Ergebnis: Sogar wenn sich die Modellzellen in einer idealen Flüssigkeit mit symmetrisch verteilter Fließgeschwindigkeit bewegen, verformen sie sich ins Asymmetrische - bei niedrigen Fließgeschwindigkeiten und wenn die Fläche der Membran unter einen bestimmten Schwellenwert zusammengepresst wird. Allerdings zeigte sich auch, dass weder die Elastizität der Membran noch die Größe des Blutgefäßes eine wesentliche Rolle spielten. "Das ist ein wichtige Beitrag zum Feld der Zelldynamiken", schreibt ein Team um Howard A. Stone von der Princeton University in einem begleitenden "Viewpoint"-Kommentar, es eröffne für die Dynamik roter Blutzellen unter Fließbedingungen eine neue Perspektive. Allerdings müsse untersucht werden, wie das Verformen der Zellen physiologische Faktoren beeinflusse, etwa die Fähigkeiten der Zellen zum Sauerstofftransport oder die Wechselwirkung mit anderen: Frühere Studien hatten gezeigt, dass die chemischen Reaktionen roter Blutkörperchen mit ihrer Mechanik zusammenhängen.

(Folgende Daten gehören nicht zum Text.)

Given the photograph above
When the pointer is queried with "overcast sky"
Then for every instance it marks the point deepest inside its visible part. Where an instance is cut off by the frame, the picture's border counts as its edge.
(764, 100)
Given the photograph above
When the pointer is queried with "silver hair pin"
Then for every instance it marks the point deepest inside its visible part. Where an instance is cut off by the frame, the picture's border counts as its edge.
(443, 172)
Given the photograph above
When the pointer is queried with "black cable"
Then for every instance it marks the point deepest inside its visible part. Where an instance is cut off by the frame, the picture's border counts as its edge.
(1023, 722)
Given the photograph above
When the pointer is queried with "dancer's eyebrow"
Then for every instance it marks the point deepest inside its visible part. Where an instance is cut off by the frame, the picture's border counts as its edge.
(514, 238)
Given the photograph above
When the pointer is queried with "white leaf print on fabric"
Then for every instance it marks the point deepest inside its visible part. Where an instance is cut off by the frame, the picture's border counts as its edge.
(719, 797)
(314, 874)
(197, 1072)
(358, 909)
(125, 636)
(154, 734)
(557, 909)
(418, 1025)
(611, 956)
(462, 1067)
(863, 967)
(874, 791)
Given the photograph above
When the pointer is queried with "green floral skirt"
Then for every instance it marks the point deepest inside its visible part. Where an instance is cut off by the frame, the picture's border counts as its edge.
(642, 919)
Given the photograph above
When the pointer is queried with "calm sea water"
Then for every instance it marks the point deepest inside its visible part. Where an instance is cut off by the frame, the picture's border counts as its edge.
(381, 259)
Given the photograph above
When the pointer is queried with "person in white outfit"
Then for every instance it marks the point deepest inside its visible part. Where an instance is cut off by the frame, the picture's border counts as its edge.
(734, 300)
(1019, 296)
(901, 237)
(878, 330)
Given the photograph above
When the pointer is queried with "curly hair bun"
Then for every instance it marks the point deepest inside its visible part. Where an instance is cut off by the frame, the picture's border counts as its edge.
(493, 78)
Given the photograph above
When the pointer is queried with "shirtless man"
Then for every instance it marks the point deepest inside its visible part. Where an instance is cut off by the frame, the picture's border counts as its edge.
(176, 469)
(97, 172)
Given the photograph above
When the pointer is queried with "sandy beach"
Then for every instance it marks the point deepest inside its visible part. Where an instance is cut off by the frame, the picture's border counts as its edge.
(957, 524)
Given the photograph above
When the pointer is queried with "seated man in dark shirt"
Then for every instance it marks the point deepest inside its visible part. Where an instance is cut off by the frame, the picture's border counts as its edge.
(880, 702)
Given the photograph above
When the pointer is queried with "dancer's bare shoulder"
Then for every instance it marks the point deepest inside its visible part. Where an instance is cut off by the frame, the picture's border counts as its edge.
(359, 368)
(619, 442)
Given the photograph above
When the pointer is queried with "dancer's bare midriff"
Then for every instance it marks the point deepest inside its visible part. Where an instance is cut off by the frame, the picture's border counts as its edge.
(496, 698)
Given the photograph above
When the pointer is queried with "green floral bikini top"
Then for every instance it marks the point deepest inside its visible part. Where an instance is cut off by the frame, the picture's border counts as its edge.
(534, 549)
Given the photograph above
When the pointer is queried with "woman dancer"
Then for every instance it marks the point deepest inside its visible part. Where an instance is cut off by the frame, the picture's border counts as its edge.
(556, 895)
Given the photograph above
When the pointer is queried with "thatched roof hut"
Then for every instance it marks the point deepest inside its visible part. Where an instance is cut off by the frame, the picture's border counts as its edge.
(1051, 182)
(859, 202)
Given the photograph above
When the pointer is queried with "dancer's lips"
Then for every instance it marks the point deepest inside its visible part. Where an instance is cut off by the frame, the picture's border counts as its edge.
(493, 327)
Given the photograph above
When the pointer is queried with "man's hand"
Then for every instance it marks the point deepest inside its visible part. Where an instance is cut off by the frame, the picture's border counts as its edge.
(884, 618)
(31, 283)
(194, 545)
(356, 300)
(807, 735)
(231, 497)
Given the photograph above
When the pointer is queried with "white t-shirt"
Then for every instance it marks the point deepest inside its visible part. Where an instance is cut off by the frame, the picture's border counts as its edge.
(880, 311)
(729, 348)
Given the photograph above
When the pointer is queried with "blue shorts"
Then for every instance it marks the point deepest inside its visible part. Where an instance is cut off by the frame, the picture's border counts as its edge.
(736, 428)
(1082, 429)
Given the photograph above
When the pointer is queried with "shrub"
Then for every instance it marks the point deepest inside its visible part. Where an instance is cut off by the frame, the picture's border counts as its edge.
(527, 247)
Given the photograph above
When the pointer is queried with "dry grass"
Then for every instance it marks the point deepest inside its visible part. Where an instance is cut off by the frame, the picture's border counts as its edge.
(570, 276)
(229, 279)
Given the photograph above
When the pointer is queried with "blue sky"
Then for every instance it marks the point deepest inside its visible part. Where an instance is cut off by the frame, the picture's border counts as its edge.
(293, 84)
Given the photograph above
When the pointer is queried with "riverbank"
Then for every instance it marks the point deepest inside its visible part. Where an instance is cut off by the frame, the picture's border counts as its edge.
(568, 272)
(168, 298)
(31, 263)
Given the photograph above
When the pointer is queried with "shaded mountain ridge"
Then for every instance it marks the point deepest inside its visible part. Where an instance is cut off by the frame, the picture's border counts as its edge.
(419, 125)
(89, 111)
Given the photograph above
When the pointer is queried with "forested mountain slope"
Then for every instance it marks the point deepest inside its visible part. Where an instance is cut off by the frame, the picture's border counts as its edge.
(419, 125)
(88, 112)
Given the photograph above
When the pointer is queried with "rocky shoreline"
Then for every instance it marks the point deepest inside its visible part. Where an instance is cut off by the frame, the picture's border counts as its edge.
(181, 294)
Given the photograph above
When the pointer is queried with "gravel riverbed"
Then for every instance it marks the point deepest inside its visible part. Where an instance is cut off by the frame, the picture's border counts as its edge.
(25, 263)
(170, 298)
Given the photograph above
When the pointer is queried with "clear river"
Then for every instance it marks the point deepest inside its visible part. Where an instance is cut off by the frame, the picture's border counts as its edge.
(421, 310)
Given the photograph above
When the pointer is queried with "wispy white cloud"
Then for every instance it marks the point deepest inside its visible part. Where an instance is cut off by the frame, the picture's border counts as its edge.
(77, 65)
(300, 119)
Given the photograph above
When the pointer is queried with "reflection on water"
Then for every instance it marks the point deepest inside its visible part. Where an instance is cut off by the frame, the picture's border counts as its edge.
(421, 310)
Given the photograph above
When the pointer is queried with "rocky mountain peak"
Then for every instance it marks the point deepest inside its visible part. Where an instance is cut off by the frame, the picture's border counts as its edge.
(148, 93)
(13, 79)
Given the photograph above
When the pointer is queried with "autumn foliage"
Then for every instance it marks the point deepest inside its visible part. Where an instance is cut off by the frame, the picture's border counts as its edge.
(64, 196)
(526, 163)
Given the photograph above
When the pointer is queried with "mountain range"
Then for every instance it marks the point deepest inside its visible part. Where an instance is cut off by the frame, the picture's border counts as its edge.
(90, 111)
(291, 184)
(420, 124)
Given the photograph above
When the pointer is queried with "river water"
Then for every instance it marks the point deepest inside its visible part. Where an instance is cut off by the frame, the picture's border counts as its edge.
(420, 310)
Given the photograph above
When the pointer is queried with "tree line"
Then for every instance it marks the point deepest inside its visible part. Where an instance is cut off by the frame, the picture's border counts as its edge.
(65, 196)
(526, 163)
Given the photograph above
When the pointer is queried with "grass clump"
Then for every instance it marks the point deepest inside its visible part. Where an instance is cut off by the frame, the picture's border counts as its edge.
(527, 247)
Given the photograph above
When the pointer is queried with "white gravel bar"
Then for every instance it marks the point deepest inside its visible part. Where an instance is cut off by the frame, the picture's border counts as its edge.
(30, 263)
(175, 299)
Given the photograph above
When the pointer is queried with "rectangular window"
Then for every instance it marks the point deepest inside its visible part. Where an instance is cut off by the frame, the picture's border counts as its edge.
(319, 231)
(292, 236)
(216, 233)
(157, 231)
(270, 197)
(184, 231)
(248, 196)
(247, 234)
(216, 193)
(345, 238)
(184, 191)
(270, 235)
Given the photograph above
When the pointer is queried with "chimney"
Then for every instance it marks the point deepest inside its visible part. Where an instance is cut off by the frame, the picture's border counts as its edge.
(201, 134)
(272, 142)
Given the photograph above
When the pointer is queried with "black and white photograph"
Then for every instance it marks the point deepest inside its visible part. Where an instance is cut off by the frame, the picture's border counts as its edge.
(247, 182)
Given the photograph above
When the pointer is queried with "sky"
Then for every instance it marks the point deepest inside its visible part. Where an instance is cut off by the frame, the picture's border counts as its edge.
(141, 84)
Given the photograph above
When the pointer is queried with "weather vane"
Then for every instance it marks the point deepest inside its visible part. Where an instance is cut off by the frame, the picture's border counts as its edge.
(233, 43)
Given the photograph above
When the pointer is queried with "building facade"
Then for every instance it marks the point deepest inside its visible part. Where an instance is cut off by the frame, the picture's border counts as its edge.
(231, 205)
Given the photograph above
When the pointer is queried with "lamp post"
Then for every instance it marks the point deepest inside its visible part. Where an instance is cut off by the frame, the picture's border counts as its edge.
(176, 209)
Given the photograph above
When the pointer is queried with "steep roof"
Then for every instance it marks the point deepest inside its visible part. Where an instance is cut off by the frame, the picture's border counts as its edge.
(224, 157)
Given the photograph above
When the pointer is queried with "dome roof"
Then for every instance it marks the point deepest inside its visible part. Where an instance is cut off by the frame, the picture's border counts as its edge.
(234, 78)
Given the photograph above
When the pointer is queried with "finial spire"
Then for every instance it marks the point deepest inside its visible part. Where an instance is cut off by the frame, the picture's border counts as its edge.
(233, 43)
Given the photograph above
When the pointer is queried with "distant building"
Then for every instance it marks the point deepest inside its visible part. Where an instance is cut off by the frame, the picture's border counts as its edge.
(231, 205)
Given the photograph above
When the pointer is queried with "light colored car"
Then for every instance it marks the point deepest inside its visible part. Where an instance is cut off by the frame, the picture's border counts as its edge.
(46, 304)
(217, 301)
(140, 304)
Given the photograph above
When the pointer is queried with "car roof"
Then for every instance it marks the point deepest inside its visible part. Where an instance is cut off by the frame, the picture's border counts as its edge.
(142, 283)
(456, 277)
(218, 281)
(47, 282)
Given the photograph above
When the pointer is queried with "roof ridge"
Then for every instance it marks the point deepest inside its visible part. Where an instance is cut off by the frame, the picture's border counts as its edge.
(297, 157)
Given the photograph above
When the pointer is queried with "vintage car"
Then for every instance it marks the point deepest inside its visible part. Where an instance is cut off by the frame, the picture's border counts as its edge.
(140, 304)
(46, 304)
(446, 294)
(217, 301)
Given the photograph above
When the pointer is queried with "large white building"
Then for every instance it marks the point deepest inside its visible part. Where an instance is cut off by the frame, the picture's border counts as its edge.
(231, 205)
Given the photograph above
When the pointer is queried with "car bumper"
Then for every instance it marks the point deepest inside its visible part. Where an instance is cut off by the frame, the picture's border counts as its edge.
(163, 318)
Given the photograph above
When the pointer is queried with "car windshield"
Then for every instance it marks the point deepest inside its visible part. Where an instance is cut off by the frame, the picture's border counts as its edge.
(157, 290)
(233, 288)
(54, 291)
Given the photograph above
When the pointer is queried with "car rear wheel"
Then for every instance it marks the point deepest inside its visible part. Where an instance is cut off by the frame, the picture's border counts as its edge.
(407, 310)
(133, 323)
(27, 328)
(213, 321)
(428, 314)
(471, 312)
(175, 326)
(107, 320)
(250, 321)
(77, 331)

Bisher arbeiteten die Forscher nur mit einem sehr vereinfachten Modell der Zellen: mit zweidimensionalen Bläschen, umschlossen von einer Doppelmembran. In Wirklichkeit bestehen die roten Blutkörperchen, so genannte Erythrozyten, aus einer dreidimensionalen bikonkaven Membran und sind in ihrem Inneren zudem durch Strukturproteine vernetzt. Diese bilden ein sehr flexibles so genanntes Zytoskelett. Dessen Einfluss will das Team in den nächsten, realistischeren Simulationen mit einberechnen und obendrein Wechselwirkungen mit Gefäßwänden berücksichtigen. Auch wollen sie die Situation betrachteten, dass sich im Blut häufig ein kleiner Stapel der flachen Scheiben bildet. Schließlich glauben Misbah und Kollegen, ihre Simulation könne etwa bei der Malariadiagnose helfen, da Krankheiten wie Malaria die Steifigkeit der Membranen beeinflussten. Wenn man dann die Form echter Zellen mit den Vorhersagen des Modells vergliche, könnten sich infizierte Zellen erkennen lassen.